As Dylan’s humor progresses through his discography, he progressively veers towards the grotesque. If we define the grotesque (according to the canons of literary criticism, from Mikhail Bakhtin to Wolfgang Kayser) as the coexistence of frightening and ridiculous elements, the union of the sublime and the lowly corporeal, then Dylan’s universe is saturated with it. Monumental songs like Desolation Row (1965) or the whole Masked and Anonymous (2003) work like gigantic Bakhtinian carnivals. Historical, literary and biblical characters (Cinderella, Einstein disguised as Robin Hood, the Phantom of the Opera, Cain and Abel) are torn from their solemn context and placed in a circus of freaks.

This taste for the grotesque emerges forcefully in his late production. In Rough and Rowdy Ways (2020), and in particular in the song My Own Version of YouDylan takes on the role of a mad scientist à la Frankenstein who frequents morgues to “create his version” of a perfect human being, mixing quotes from Shakespeare, cigarette packs and the pacifist scientist intended as a character.

A perfect example of how Dylan’s comedy can transform itself into a complex narrative structure can be found in Highlandsthe 16-minute closing track of Time Out of Mind (1997).
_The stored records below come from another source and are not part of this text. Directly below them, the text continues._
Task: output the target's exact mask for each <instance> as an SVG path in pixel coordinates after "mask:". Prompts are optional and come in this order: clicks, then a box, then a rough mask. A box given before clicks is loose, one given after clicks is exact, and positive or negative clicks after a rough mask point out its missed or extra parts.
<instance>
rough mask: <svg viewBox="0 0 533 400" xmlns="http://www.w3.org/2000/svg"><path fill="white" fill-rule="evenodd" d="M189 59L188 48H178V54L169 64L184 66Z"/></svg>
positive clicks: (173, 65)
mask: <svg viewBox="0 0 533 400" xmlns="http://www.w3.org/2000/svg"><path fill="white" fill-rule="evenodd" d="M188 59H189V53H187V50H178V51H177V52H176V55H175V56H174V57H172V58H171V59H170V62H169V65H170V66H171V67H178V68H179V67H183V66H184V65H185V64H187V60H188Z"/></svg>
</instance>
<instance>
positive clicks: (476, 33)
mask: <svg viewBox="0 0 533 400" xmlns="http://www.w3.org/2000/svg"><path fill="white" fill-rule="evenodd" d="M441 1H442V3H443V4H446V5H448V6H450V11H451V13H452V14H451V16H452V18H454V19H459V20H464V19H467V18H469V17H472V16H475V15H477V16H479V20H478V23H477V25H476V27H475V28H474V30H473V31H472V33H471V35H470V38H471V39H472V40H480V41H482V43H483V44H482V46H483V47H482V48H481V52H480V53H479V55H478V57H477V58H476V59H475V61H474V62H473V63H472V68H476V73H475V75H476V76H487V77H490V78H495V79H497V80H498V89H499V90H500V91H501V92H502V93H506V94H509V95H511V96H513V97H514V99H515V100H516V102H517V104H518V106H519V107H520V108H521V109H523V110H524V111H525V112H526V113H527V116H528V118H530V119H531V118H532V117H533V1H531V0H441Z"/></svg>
The album is universally described as a dark treatise on mortality, isolation and the end of love. Yet, in the midst of this desolate atmosphere, Dylan inserts a very long comic sequence set in a Boston restaurant. The interaction between the narrator and the waitress is a clever piece of humor based on miscommunication: the protagonist asks for hard-boiled eggs, but the waitress replies that they don’t make them. She accuses him of not reading contemporary authors and asks him to draw a portrait of her. He draws a woman with a chair attached to her head. Then the dialogue stalls in sharp and cold lines that recall Samuel Beckett’s theater of the absurd. This comic insertion does not weaken the tragic nature of the album, on the contrary: it enhances it through contrast. Humor becomes the only possible reaction in the face of old age and urban alienation.

Escape the golden prison

Summing up: Bob Dylan has been trying to escape the golden prison of High Culture for a lifetime. To understand it you have to accept it intrinsically contradictory nature of his genius. Anyone looking for him solely as a philosopher or political activist will remain perpetually frustrated by his confusions, by his records of Christmas songs (Christmas in the Heartplayed with a deliberately forced and ironic voice), from his advertisements for Victoria’s Secret or from his sardonic silences.

Irony and the grotesque are the keys to his artistic freedom. Stopping taking him too seriously is the greatest act of respect that can be paid to an artist who has spent his whole life escape the definitions of others. Dylan knows the apocalypse is near, but he also knows that as the world falls apart, there’s no reason not to have a laugh.